Regarding the individual performances, Greenway, Danny Herrara and Shane Embury do not let anyone or anything else down on this record. Longtime guitarist Mitch Harris flew in to England to record guitar parts, and every note he plays sounds like the encapsulation of the word “feral”. Herrara’s drum are driving and incredibly propulsive, Greenway barks his words better than almost anyone, whilst also remaining compelling and giving performances of a class that few can also claim membership of. The utter venom when he spits out the opening lines of the title-track is joyous to listen to. Russ Russell once again is behind the desk, continuing the fruit-bearing partnership that suits both sides so well and stretches back all the way to 1999’s Enemy Of The Music Business. The bass tone on Joie De Ne Pas Vivre is worth the price of admission alone. You can practically feel the filth of it, and you will be tempted to start cleaning your headphones. Embury also wrote the majority of the album, and he proves his excellence with more regularity than a functioning public transport system.

Throes Of Joy In The Jaws Of Defeatism proves yet again that Napalm Death are truly leaders, not followers.
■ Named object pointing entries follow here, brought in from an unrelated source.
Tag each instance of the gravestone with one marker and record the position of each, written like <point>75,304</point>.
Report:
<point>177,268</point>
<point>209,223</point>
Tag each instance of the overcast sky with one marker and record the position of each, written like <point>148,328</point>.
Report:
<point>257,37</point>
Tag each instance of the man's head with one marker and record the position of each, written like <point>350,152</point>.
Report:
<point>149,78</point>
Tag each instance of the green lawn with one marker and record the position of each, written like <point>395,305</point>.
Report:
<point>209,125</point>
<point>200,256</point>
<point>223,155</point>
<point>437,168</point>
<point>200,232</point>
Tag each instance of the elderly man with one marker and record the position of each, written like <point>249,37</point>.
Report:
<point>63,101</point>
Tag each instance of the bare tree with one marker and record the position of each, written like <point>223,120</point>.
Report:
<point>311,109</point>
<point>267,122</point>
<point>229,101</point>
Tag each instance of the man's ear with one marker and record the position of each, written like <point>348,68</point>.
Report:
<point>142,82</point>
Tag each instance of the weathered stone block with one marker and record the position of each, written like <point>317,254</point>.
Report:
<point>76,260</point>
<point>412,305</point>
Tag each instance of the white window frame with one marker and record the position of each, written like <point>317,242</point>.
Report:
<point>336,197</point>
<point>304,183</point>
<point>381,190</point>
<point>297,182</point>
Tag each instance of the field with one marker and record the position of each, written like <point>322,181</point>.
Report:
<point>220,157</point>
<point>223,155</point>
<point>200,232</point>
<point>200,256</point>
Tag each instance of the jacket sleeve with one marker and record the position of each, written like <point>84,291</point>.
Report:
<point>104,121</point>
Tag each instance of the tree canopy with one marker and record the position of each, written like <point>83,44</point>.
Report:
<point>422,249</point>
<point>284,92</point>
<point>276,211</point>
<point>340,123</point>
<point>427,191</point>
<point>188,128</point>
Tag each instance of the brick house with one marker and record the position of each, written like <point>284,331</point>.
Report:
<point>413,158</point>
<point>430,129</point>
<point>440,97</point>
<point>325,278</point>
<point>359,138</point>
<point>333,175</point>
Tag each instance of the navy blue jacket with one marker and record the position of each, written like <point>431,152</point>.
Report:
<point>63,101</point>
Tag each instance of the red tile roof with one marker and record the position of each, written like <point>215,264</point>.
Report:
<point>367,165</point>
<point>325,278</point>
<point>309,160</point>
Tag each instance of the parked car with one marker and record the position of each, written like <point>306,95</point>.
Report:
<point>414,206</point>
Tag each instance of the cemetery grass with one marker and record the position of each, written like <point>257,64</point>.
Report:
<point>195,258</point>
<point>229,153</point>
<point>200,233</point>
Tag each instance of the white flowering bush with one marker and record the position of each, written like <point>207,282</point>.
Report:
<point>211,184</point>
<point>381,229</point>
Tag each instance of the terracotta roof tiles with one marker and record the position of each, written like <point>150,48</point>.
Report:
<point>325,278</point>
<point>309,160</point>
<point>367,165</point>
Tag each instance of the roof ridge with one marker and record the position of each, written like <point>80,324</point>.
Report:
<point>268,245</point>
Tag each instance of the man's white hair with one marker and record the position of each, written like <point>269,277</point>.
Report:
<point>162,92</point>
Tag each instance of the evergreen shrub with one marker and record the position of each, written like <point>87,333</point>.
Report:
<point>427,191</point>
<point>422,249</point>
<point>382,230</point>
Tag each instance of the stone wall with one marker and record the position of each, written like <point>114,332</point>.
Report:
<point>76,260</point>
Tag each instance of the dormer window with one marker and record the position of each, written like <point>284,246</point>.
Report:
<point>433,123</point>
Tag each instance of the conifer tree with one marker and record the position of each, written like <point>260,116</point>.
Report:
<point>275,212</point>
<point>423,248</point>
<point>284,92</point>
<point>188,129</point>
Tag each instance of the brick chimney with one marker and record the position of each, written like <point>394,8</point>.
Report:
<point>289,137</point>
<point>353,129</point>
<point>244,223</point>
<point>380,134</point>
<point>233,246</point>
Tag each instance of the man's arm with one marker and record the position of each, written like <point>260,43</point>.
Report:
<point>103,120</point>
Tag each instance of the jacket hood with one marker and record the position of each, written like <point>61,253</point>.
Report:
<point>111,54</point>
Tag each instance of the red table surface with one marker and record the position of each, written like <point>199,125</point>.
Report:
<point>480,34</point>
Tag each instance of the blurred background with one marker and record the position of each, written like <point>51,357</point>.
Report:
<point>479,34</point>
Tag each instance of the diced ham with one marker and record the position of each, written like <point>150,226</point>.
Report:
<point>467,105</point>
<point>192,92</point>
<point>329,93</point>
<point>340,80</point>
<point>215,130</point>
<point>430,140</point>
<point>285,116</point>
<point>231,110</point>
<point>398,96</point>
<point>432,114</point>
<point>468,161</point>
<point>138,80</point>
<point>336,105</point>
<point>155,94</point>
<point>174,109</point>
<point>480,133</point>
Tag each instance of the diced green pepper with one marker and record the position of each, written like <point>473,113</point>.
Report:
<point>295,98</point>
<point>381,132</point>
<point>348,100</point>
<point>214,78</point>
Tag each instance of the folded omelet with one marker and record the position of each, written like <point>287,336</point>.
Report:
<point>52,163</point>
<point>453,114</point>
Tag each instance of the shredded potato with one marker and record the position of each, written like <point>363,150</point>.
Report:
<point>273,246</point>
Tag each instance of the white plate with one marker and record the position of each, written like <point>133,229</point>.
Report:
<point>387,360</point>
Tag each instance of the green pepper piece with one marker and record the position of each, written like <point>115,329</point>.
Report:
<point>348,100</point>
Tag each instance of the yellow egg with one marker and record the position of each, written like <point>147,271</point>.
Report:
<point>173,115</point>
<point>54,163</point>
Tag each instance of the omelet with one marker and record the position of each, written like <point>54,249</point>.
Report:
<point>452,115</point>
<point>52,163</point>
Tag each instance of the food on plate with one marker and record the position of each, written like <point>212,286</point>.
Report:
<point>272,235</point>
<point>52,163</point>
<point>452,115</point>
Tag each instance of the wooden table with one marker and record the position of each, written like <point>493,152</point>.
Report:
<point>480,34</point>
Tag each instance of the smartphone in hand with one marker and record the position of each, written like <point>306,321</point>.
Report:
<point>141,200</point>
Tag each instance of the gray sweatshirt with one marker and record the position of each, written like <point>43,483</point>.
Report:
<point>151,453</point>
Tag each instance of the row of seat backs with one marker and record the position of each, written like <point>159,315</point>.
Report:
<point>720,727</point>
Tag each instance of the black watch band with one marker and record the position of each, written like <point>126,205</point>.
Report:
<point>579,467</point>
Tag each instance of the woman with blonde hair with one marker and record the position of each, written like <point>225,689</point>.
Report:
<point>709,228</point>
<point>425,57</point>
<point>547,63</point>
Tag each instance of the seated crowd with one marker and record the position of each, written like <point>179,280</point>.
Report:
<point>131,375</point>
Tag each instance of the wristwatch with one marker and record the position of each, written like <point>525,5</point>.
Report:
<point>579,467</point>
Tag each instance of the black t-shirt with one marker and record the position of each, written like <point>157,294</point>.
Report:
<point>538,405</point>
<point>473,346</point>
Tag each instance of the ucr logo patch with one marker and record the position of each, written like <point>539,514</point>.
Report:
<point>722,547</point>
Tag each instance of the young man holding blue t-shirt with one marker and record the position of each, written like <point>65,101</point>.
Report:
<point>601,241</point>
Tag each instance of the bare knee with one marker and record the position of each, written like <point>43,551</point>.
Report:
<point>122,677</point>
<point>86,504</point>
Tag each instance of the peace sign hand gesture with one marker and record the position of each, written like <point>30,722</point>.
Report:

Its another vitriolic, impassioned and vital statement, that hammers home the truly remarkable and powerful legacy of a band that simply refuses to wither and die of that classic combination of complacency and artistic redundancy. Defying not just these things, but also the, to put it diplomatically, challenging and difficult circumstances affecting so many, is a beautiful and scintilating thing. It is 42-minutes of extreme musical delights, and would throw down with and ultimately conquer almost anything else in the punk, hardcore and metal scenes in this strange year, or any of the other albums in the Napalm Death back catalogue. It’s an album that provides you with so much more than the mere throes of joy. A nasty, cathartic and vicious triumph.